アニメオリジナルの前半と、後期原作を再映像化した後半と。
「ジャイアンVSメカジャイアン」は、のび太とスネ夫がジャイアンに対抗するため、秘密道具でメカのジャイアンを作る。しかしコントロール装置をつけなかったため暴走し……
鈴木洋介脚本、高橋敦史コンテ、腰繁男演出。パワーワードなサブタイトルだが、内容はかなりシンプル。
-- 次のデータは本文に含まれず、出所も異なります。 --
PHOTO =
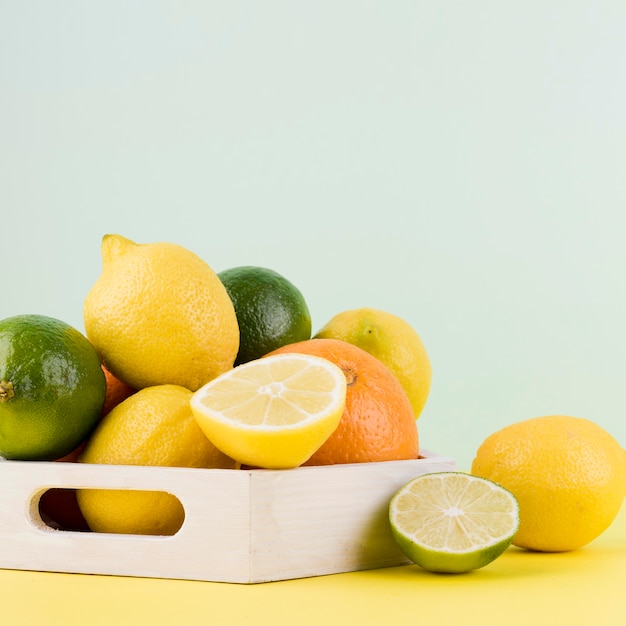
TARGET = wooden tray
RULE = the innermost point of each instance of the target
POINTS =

メカジャイアンに力で対抗するため、最初の敵だったジャイアンにたよる展開や、歌合戦の果てにたどりついた境地まで、キャラクタードラマとして怪獣映画パロディとして普通によくできていた。
メカジャイアンのデザインはメカゴジラチックで、秘密道具が出したプラモデルのような状態から組み立てる楽しさから、アイセンサーから汚れをぬぐうワイパーなどの機能の細かさで、アイデアたっぷりに楽しませてくれた。
しかし作画の見どころが散らばりつつも、短編なのに高低差が大きくて、映像スタイルが変わっていたのが不思議。序盤はいつもよりキャラクターの影が少ないと思ったら、終盤だけキャラクターに入念な影がつけられたり。
「きつねにつままれた話」は、比喩表現を実体化する秘密道具が登場。珍しく勉強しつつも悩んでいるのび太の、喜怒哀楽の様子が画面いっぱいに誇張されていく……
原作のサブタイトルは秘密道具の名前からとった「具象化鏡」。2010年に「のび太の耳にタコができる話」というサブタイトルでアニメ化されたが、比喩表現の具象化がダジャレと混同されているアレンジが疑問だった*1。
今回はきちんと比喩表現だけを具象化。いくつかのアニメオリジナル具象化も、物語の流れにそったもので、ギャグを優先した不自然さがない。結末の風景も雄大で、のび太の努力と成長をたたえる新学年向けのストーリーを、よく映像として支えていた。
ジャイアンの野球に参加させられるアニメオリジナル描写も良かった。スネ夫の内心が具象化されたことからジャイアンの矛先がそれる展開に説得力があったし、「真っ赤な嘘」と「ゴマすり」を同時に体現することを止められないスネ夫の姿も笑えた。